Peter bremst uns. Die Innovation kommt nicht über Nacht, explosionsartig. Herbert Simon und Allen Newell (angeblich das erste AI-Programm) haben AI Mitte der 1950ern zum Thema gemacht. Es dauerte also fast 80 Jahre bis wir alltagstaugliche Anwendungen bekamen. Nun geht es vielleicht rapide schnell, schneller als wir uns dachten. Denn die oben erwähnte Lama-Variante (Metas AI) von Stanford, »Alpaka«, ist dramatisch billiger trainiert worden als ChatGPT. Die Technikverfügbarkeit beschleunigt sich also. Aber sie ist nicht einfach so da. Wir können uns daran gewöhnen, wir haben seit Jahrzehnten von AI gehört, hätte darüber lesen können, und dann wäre uns nach einiger Zeit (oder im letzten Monat) klar geworden: Das ist etwas, mit dem wir uns auseinandersetzen müssen. Dann müssen wir erkennen, dass nun ein Punkt erreicht ist, den wir nicht verpassen dürfen. Jetzt fährt er los, der Zug der AI. Jetzt gilt es einzusteigen. 

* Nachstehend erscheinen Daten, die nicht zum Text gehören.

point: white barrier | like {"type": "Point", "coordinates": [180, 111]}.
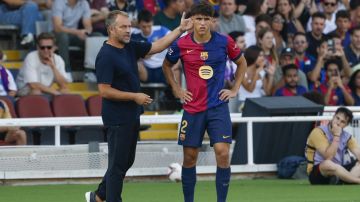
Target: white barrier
{"type": "Point", "coordinates": [149, 119]}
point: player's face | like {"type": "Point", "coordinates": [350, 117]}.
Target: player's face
{"type": "Point", "coordinates": [145, 27]}
{"type": "Point", "coordinates": [202, 24]}
{"type": "Point", "coordinates": [45, 48]}
{"type": "Point", "coordinates": [291, 78]}
{"type": "Point", "coordinates": [121, 29]}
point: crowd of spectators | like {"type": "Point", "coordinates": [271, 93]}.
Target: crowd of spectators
{"type": "Point", "coordinates": [321, 38]}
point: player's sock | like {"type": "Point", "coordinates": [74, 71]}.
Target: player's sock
{"type": "Point", "coordinates": [222, 183]}
{"type": "Point", "coordinates": [188, 178]}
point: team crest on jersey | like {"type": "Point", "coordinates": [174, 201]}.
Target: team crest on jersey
{"type": "Point", "coordinates": [182, 136]}
{"type": "Point", "coordinates": [206, 72]}
{"type": "Point", "coordinates": [204, 55]}
{"type": "Point", "coordinates": [170, 51]}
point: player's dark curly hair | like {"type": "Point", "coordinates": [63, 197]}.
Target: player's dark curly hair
{"type": "Point", "coordinates": [347, 113]}
{"type": "Point", "coordinates": [202, 8]}
{"type": "Point", "coordinates": [251, 54]}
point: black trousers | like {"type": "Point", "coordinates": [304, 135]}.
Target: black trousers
{"type": "Point", "coordinates": [122, 140]}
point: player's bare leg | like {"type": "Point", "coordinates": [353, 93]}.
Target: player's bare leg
{"type": "Point", "coordinates": [356, 170]}
{"type": "Point", "coordinates": [188, 174]}
{"type": "Point", "coordinates": [329, 168]}
{"type": "Point", "coordinates": [223, 171]}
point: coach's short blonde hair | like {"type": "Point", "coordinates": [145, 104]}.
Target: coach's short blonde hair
{"type": "Point", "coordinates": [110, 20]}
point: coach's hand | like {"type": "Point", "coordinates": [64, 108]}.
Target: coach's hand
{"type": "Point", "coordinates": [185, 24]}
{"type": "Point", "coordinates": [142, 99]}
{"type": "Point", "coordinates": [226, 94]}
{"type": "Point", "coordinates": [184, 95]}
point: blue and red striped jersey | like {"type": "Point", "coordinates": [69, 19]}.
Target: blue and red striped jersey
{"type": "Point", "coordinates": [204, 67]}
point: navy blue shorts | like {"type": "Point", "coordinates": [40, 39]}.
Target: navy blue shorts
{"type": "Point", "coordinates": [216, 121]}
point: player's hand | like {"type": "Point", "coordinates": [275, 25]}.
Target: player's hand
{"type": "Point", "coordinates": [142, 99]}
{"type": "Point", "coordinates": [185, 24]}
{"type": "Point", "coordinates": [184, 95]}
{"type": "Point", "coordinates": [226, 94]}
{"type": "Point", "coordinates": [335, 129]}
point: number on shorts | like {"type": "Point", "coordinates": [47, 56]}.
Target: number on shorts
{"type": "Point", "coordinates": [183, 126]}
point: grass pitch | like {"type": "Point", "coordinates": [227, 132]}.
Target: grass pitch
{"type": "Point", "coordinates": [258, 190]}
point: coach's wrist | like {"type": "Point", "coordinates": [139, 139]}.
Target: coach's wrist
{"type": "Point", "coordinates": [181, 30]}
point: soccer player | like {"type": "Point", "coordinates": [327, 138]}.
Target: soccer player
{"type": "Point", "coordinates": [204, 54]}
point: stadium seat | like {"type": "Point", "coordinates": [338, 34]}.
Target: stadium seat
{"type": "Point", "coordinates": [10, 103]}
{"type": "Point", "coordinates": [29, 107]}
{"type": "Point", "coordinates": [71, 105]}
{"type": "Point", "coordinates": [94, 104]}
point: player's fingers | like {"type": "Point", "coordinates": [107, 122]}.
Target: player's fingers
{"type": "Point", "coordinates": [188, 93]}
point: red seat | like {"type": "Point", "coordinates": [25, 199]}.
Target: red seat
{"type": "Point", "coordinates": [32, 106]}
{"type": "Point", "coordinates": [68, 105]}
{"type": "Point", "coordinates": [94, 104]}
{"type": "Point", "coordinates": [35, 106]}
{"type": "Point", "coordinates": [10, 104]}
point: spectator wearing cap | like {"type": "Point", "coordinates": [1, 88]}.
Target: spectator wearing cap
{"type": "Point", "coordinates": [170, 16]}
{"type": "Point", "coordinates": [303, 60]}
{"type": "Point", "coordinates": [329, 10]}
{"type": "Point", "coordinates": [354, 85]}
{"type": "Point", "coordinates": [42, 68]}
{"type": "Point", "coordinates": [287, 57]}
{"type": "Point", "coordinates": [316, 36]}
{"type": "Point", "coordinates": [343, 25]}
{"type": "Point", "coordinates": [291, 78]}
{"type": "Point", "coordinates": [352, 51]}
{"type": "Point", "coordinates": [21, 13]}
{"type": "Point", "coordinates": [262, 21]}
{"type": "Point", "coordinates": [7, 82]}
{"type": "Point", "coordinates": [292, 24]}
{"type": "Point", "coordinates": [228, 20]}
{"type": "Point", "coordinates": [355, 13]}
{"type": "Point", "coordinates": [335, 91]}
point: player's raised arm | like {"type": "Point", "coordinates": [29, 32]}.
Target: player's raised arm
{"type": "Point", "coordinates": [178, 92]}
{"type": "Point", "coordinates": [164, 42]}
{"type": "Point", "coordinates": [239, 75]}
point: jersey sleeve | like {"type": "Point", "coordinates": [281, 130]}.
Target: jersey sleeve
{"type": "Point", "coordinates": [141, 48]}
{"type": "Point", "coordinates": [352, 143]}
{"type": "Point", "coordinates": [233, 50]}
{"type": "Point", "coordinates": [173, 53]}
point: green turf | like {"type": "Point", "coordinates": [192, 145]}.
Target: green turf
{"type": "Point", "coordinates": [260, 190]}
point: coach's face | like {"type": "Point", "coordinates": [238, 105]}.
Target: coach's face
{"type": "Point", "coordinates": [121, 29]}
{"type": "Point", "coordinates": [202, 24]}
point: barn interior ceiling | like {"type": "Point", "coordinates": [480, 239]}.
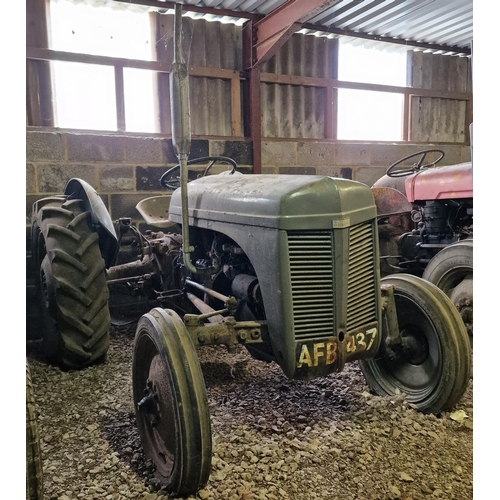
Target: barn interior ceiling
{"type": "Point", "coordinates": [444, 26]}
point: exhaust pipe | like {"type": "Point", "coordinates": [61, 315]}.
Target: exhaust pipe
{"type": "Point", "coordinates": [181, 128]}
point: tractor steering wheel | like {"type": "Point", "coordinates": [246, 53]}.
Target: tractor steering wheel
{"type": "Point", "coordinates": [404, 171]}
{"type": "Point", "coordinates": [171, 179]}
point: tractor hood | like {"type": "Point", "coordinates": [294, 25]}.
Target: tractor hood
{"type": "Point", "coordinates": [276, 201]}
{"type": "Point", "coordinates": [440, 183]}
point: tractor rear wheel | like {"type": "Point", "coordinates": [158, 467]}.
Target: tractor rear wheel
{"type": "Point", "coordinates": [72, 285]}
{"type": "Point", "coordinates": [432, 363]}
{"type": "Point", "coordinates": [171, 404]}
{"type": "Point", "coordinates": [451, 270]}
{"type": "Point", "coordinates": [34, 472]}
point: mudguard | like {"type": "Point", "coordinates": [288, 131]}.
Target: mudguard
{"type": "Point", "coordinates": [101, 220]}
{"type": "Point", "coordinates": [440, 183]}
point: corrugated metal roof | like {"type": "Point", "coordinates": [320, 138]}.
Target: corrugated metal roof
{"type": "Point", "coordinates": [437, 22]}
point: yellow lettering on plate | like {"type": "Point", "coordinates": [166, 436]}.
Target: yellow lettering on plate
{"type": "Point", "coordinates": [305, 357]}
{"type": "Point", "coordinates": [331, 352]}
{"type": "Point", "coordinates": [317, 353]}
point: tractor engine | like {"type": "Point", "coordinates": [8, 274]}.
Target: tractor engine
{"type": "Point", "coordinates": [421, 214]}
{"type": "Point", "coordinates": [438, 224]}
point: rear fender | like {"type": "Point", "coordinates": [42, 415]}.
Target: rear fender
{"type": "Point", "coordinates": [100, 218]}
{"type": "Point", "coordinates": [390, 201]}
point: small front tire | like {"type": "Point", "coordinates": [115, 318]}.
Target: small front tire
{"type": "Point", "coordinates": [451, 270]}
{"type": "Point", "coordinates": [171, 402]}
{"type": "Point", "coordinates": [432, 364]}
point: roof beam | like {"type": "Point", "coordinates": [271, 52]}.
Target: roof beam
{"type": "Point", "coordinates": [273, 30]}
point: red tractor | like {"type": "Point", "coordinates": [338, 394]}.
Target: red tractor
{"type": "Point", "coordinates": [425, 224]}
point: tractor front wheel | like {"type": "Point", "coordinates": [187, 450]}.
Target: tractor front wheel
{"type": "Point", "coordinates": [171, 402]}
{"type": "Point", "coordinates": [430, 362]}
{"type": "Point", "coordinates": [73, 292]}
{"type": "Point", "coordinates": [451, 270]}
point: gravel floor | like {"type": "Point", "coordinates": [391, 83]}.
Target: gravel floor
{"type": "Point", "coordinates": [272, 438]}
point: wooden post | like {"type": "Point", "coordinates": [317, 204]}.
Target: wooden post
{"type": "Point", "coordinates": [38, 84]}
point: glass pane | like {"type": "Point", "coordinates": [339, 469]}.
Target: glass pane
{"type": "Point", "coordinates": [372, 64]}
{"type": "Point", "coordinates": [370, 116]}
{"type": "Point", "coordinates": [139, 102]}
{"type": "Point", "coordinates": [84, 96]}
{"type": "Point", "coordinates": [115, 31]}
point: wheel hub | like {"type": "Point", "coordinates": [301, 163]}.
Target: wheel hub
{"type": "Point", "coordinates": [149, 404]}
{"type": "Point", "coordinates": [411, 347]}
{"type": "Point", "coordinates": [461, 296]}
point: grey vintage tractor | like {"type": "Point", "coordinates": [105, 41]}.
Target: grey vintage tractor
{"type": "Point", "coordinates": [426, 225]}
{"type": "Point", "coordinates": [285, 265]}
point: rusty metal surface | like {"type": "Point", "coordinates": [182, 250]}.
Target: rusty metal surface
{"type": "Point", "coordinates": [390, 201]}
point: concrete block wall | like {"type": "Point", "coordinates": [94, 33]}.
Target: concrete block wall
{"type": "Point", "coordinates": [125, 169]}
{"type": "Point", "coordinates": [362, 162]}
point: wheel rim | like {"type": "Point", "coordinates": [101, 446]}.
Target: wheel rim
{"type": "Point", "coordinates": [156, 404]}
{"type": "Point", "coordinates": [414, 366]}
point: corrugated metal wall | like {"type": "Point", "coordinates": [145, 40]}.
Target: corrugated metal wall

Ein EPU muss nicht Vorreiter sein, aber eben rechtzeitig dabei sein. Das ist gut machbar. ChatGPT ist gut nutzbar, wir sollten uns damit beschäftigen.

Dabei ist es sogar so, dass EPUs im Vorteil gegenüber großen Organisationen sind, weil sie die Änderung schneller annehmen und integrieren können. Eine große Organisation, so der andere Georg, kann nicht so schnell reagieren. Wiederum ist es der Innovationsmanager, der dafür installiert werden müsste. Der könnte so eine Transformation initiieren, aber dennoch, im der Großorganisation dauert der Wandeln von Papier und Whiteboard ins Digitale 2 bis 3 Jahre (wenn nicht gerade eine Pandemie katalysatorisch beschleunigt). Die großen Firmen müssen jetzt handeln, so der Tenor der Teilnehmer.

Werner empfiehlt auf den vorhanden Problemen aufzubauen. Die Innovationsbewertung in Bezug auf das Problem. Ein Innovationsfunnel ist eine taugliche Vorgangsweise, weiß Martin. Im Vorfeld definiert er Kriterien für die Entscheidung, ob er weiter recherchiert oder abbricht. Passt die Lösung zur Strategie, dann geht es weiter; ist es machbar, wieder ein Schritt; reicht die Zeit, das Budget, etc.

Und Peter: 15 Minuten Quick-Scan; scheint es interessant? Ja, dann folgt ein 60 Minuten Deep-Scan; ist es noch immer interessant? Ja, dann probieren wir es aus, testen mit einem prototypischen Setting. Scheint es wertvoll für später, so kommt die Innovation auf die Liste der interessanten Lösungsansätze, die er konsultiert, wenn er mit einer konkreten Problemstellung konfrontiert ist.